Prodotti green? “Sì, grazie”. L’eco-mania si diffonde anche nel bel paese. Gli italiani, infatti, strizzano l’occhio ai prodotti eco-attenti. In particolare, secondo una ricerca Eurisko, per l’84% del campione non si tratta di una moda passeggera, ma del futuro prossimo dove la protezione dell’ambiente e la responsabilità sociale assumeranno un ruolo strategico come chiave di sviluppo economico.
I consumatori sono, infatti, pronti a premiare le aziende che sposano la ‘green philosophy’ e a punire (74% del campione) quelle che si comportano in modo irresponsabile verso l’ambiente, smettendo di acquistare i loro prodotti. Scendono in campo così i buoni propositi e ancora una volta l’industria recita la parte del ‘nemico’.
Ma gli italiani forse ancora non sanno che ad impattare maggiormente sull’ambiente sono proprio i consumi domestici. Nella catena del valore, infatti, secondo uno studio che Unilever, società globale di beni di largo consumo, ha elaborato per redigere il proprio ‘Sustainable living plan’, il 25 per cento dell’impatto ambientale proviene dalle materie prime, solo il 3 per centro dalla produzione-trasformazione, il 2 per cento dal trasporto mentre il consumo in casa pesa per ben il 69 per cento.
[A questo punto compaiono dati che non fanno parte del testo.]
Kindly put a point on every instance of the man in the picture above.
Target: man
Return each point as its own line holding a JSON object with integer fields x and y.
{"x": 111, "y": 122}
Se i produttori, dunque, stanno riconsiderando il proprio business proprio in funzione della sostenibilità come dimostra lo studio ‘Vision 2050’ nato dal confronto di 29 multinazionali di cui fanno parte la multinazionale tedesca Henkel, la svizzera Holcim, Alcoa, PricewaterhouseCoopers, Storebrand e Syngenta, i consumatori fanno un po’ fatica.
Secondo la ricerca, l’innovazione tecnologica, spesso indicata come la strada maestra per ridurre l’impatto ambientale, da sola non può vincere la sfida della sostenibilità: occorre una profonda trasformazione degli stili di vita, dei modelli di consumo e di business.
Comprare un prodotto eco-attento e non chiudere l’acqua mentre ci si lava i denti, vanifica tutti gli sforzi della filiera, danneggiando così non solo l’ambiente ma anche il portafoglio. Chiudere i rubinetti mentre ci si insapona consentirebbe ad ogni consumatore di risparmiare circa 120 euro e più di 12.000 litri di acqua per anno. Chiuderla mentre ci si lava i denti consentirebbe di risparmiarne più di 3000 litri per anno.
Il mondo ‘green’ dunque è ancora foriero di molte incertezze e ignoranze. Secondo lo studio Eurisko, appena la metà del campione conosce ‘solo vagamente’ la classificazione energetica, malgrado gli incentivi statali e le campagne di pubblicità progresso in tal senso. Un italiano su tre ancora confonde la classe energetica A con quella C, immaginando che la prima sia meno efficiente. E non solo, gli italiani pensano, erroneamente, che sia l’Unione Europea (68%) o lo Stato italiano (54%) a garantire la responsabilità ambientale da parte delle aziende. Per questo i consumatori, chiedo no maggior chiarezza e informazione (82%) e desiderano impegno da parte delle istituzioni e degli stessi produttori.
Un ruolo importante viene richiesto alla comunicazione, che deve essere regolata per evitare che nel gran ‘calderone verde’ si possano nascondere troppe comunicazioni false, non sostanziate o fuorvianti riguardo ai presunti benefici dei prodotti dal punto di vista ambientale. In sintesi, una comunicazione efficace che punti a far capire il vantaggio sia economico che ambientale del prodotto.
Solo proponendo un prodotto dalle qualità superiori, rispetto ad altri in circolazione, si può sperare che il consumatore decida di cambiare quelle che sono le abitudini ormai consolidate da anni. Ma il prezzo resta la ‘croce’. Solo il 3% è disposto a spendere di più per un prodotto eco-compatibile, questo perché si aspetta che siano i produttori ad accollarsi il peso del processo di rinnovamento. Se il prodotto però è valido, ossia, di qualità superiore, non solo per l’ambiente ma anche per le performance di utilizzo, allora ci possono essere vantaggi economici per quanto riguarda il consumo di acqua o di elettricità. Bisogna dunque rivalutare il concetto di ‘costo’!